On March 14, 2007, the accident helicopter's low rotor sensing system and low rotor warning horn system, were functionally tested under the direction of NTSB's Regional Director of the Southwest Regional Office, Gardena, California. The functional test was conducted at Robinson Helicopter Company's corporate headquarters in Torrance, California. According to the regional director's written inspection report, the low rotor sensing unit and low rotor warning horn system operated in accordance with the manufacturing specifications. The regional director noted that the only component of this system that was not tested, due to impact damage, was the collective micro-switch. A copy of the regional director's written inspection report is included in the public docket for this accident.


A Scottsdale Police Department detective that responded to the accident scene and photo documented the accident site, reported to the NTSB IIC that the keyed ignition/magneto switch was found in the right magneto position upon his arrival.

Published Emergency Procedures

The FAA approved Robinson Helicopter Company flight manual, in the emergency procedures section, Power Failure-General, states, in part: "...An engine failure may be indicated by a change in noise level, nose left yaw, oil pressure light or decreasing engine rpm..."
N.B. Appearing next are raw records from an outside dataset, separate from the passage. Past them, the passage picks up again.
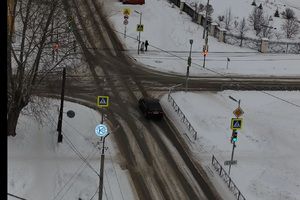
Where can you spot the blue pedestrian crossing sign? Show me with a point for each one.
(102, 101)
(236, 123)
(101, 130)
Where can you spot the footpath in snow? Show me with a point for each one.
(169, 32)
(267, 152)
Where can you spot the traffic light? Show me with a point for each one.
(234, 136)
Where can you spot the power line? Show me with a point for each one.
(17, 197)
(215, 72)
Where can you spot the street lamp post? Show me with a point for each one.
(140, 13)
(188, 67)
(102, 168)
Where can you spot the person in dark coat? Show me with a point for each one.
(146, 45)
Pilot's Required Emergency Action is:

1. Lower collective immediately to maintain rotor rpm, and enter normal autorotation.

2. Establish a steady glide at approximately 65 knots.
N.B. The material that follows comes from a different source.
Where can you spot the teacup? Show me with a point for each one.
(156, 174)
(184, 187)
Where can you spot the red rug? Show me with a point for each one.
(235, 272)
3. Adjust collective to keep rotor rpm in the green arc, or, full down if lightweight prevents attaining
97% rotor rpm.

4. Select landing spot and if altitude permits, maneuver so landing into wind.

A Robinson Helicopter Company published safety notice, SN-10, dated October 1982, and revised in June 1994, addresses the dangers of a low rotor rpm conditions in Robinson Helicopters. The safety notice states, in part: "A primary cause of fatal accidents in light helicopters is the [pilots] failure to maintain rotor rpm. To avoid this, every pilot must have his reflexes conditioned so he will instantly add throttle and lower the collective to maintain rpm in any emergency." Additionally, the safety notice states, in part: "If the pilot not only fails to lower the collective, but instead pulls up on the collective to keep the ship [helicopter] from going down, the rotor will stall almost immediately. When it stalls, the blades will either "blow back" and cut off the tail cone or it will just stop flying, allowing the helicopter to fall at an extreme rate. In either case, the resulting crash is likely to be fatal. No matter what causes the low rotor rpm, the pilot must first roll on the throttle and lower the collective simultaneously to recover rpm BEFORE investigating the problem. It must be a conditioned reflex. In forward flight, applying aft cyclic to bleed off airspeed will also help recover lost [rotor] rpm."

A complete copy of the Robinson Helicopter Company safety notice, SN-10, is included in the public docket for this accident.


The Safety Board released the wreckage to the owner's representatives on February 24, 2006. The magnetos that were originally retained by the FAA's Scottsdale Flight Standards District Office, and subsequently shipped to the Safety Board for examination, were released to the owner's representatives on August 2, 2006.